The Ethernet interconnect is important – by using cheap unmanaged switches for fan out, high aggregate bandwidth, exceeding that of current tape libraries, is easily and inexpensively achieved. The use of power-over-Ethernet would further reduce costs, especially if the system used 4200 RPM drives.

The StorageMojo take
Most of the disk vs tape discussions look at the disk device vs tape cartridge cost issue – and they aren’t that different even today. But the tape library market is a $4-5 billion market. A disk-based alternative to slow tape libraries could take a big chunk of that.

Further, this design could be integrated into a single disk controller board, creating a disk with a single Ethernet port and incredible packaging and manufacturing economies.

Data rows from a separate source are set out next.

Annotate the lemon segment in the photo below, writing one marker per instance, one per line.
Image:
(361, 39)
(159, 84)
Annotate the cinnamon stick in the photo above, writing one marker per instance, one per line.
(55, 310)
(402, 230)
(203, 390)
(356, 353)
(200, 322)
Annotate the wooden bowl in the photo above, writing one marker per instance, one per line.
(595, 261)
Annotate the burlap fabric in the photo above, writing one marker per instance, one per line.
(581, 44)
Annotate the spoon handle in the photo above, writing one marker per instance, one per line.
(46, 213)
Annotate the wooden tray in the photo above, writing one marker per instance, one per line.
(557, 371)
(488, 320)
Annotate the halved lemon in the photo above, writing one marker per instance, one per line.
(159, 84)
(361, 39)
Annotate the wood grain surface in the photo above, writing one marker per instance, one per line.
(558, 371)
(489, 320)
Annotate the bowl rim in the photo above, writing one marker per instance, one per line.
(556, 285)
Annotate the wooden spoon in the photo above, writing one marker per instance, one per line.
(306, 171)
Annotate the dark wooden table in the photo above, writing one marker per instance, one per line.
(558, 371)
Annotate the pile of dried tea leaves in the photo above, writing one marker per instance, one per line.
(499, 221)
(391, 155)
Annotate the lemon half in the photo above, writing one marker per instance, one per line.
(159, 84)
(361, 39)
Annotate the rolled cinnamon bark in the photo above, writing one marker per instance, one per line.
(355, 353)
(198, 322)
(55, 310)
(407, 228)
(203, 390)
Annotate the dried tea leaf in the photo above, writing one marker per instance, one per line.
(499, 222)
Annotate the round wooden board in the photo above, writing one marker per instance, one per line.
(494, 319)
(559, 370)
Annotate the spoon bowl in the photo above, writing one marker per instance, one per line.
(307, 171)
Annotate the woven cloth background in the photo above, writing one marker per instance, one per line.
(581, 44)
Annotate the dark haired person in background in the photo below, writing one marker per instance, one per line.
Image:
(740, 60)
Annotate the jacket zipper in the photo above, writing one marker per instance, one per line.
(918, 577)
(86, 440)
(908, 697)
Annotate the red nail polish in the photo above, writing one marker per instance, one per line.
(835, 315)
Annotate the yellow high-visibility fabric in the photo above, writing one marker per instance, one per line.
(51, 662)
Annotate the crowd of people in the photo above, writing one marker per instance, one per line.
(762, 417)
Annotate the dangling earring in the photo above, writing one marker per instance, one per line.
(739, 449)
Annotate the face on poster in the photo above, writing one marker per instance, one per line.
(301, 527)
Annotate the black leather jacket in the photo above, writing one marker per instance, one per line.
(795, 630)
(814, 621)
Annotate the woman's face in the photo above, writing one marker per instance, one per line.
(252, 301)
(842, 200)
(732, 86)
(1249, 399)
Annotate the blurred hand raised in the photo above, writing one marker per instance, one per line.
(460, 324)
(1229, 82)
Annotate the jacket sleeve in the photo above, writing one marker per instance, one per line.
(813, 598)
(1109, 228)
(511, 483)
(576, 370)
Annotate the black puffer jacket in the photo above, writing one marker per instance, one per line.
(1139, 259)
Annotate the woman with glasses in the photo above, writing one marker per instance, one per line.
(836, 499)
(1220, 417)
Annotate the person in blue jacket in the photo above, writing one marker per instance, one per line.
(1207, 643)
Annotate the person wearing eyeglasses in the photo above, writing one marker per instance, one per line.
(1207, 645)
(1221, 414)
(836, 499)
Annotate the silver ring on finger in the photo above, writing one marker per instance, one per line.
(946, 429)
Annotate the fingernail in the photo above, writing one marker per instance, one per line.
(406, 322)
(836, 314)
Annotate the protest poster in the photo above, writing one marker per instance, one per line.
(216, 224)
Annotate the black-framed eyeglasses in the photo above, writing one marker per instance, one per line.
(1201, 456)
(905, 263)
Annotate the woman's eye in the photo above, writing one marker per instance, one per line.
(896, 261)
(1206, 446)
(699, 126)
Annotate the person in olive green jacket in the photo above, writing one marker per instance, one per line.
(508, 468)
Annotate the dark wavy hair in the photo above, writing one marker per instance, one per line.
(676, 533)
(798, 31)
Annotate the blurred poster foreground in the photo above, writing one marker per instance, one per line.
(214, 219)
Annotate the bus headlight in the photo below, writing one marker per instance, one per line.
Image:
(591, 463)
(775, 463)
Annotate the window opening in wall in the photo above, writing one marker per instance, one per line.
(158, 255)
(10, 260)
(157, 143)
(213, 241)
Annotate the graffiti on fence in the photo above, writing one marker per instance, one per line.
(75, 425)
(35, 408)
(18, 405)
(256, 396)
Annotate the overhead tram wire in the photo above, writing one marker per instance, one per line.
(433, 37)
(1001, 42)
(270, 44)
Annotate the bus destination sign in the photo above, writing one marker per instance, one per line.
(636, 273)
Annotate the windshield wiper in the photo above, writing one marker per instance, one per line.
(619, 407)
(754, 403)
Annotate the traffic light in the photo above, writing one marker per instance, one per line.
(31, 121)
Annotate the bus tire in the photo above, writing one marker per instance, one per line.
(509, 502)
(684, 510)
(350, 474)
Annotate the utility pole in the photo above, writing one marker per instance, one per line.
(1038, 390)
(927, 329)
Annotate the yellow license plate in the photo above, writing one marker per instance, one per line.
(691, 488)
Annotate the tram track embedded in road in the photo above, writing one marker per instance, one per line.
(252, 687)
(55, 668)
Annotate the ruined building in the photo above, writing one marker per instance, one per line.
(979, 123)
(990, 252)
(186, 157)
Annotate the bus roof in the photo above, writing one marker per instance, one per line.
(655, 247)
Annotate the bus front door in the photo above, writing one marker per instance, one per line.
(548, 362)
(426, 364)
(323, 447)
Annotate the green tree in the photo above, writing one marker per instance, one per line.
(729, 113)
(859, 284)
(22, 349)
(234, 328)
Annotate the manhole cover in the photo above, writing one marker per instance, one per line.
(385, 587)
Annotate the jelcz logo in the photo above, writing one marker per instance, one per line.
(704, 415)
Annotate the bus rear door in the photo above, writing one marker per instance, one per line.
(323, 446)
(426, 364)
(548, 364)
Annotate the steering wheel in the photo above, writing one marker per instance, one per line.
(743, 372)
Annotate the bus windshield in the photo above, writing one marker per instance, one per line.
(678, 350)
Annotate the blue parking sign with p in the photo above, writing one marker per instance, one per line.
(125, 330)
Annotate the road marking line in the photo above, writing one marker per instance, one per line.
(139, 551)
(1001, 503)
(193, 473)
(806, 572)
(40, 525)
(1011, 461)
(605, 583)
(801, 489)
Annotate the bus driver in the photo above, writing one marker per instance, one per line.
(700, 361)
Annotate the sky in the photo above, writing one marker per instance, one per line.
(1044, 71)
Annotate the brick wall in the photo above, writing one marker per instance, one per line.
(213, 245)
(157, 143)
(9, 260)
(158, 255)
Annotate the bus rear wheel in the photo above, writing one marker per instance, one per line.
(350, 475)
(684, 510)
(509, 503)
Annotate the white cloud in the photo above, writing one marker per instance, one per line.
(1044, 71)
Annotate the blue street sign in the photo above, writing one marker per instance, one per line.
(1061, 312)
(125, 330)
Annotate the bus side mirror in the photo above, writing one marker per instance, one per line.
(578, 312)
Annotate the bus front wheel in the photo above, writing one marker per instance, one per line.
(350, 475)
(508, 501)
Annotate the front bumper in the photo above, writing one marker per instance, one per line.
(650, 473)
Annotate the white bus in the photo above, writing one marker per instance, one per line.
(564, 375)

If Seagate were smart they’d jump on this. This is a major opportunity to drive another significant consumer of disk drive units – without encroaching on existing OEM customer businesses. That doesn’t happen very often.

Comments welcome, as always. Pergamum was an ancient Greek city known for its sizable library, second only to the library of Alexandria.

{ 10 comments… read them below or add one }

Pete Steege Friday, 14 March, 2008 at 7:50 am

I agree – huge opportunity for disk to be what tape has been, at least for a good chunk of that tape market. Interesting how disk is finally on a path to take from the tape space just as flash does the same to the performance disk space. Clearly a changing of the guard is under way for storage tiers.

Both shifts will take years to materialize in a macro way, of course.

Steve Shockley Friday, 14 March, 2008 at 12:07 pm

What about offsite storage? This might be an alternative for disk -> disk -> tape for the second disk, but unless these devices are easy to move around (and as cheap as a tape) I don’t think they’ll take over.

PTZ Friday, 14 March, 2008 at 8:07 pm

Here is an idea: what if such a disk with a single Ethernet port would run ATA-over-Ethernet ? http://en.wikipedia.org/wiki/ATA_over_Ethernet

I think I’ve got an idea for my future startup ;-)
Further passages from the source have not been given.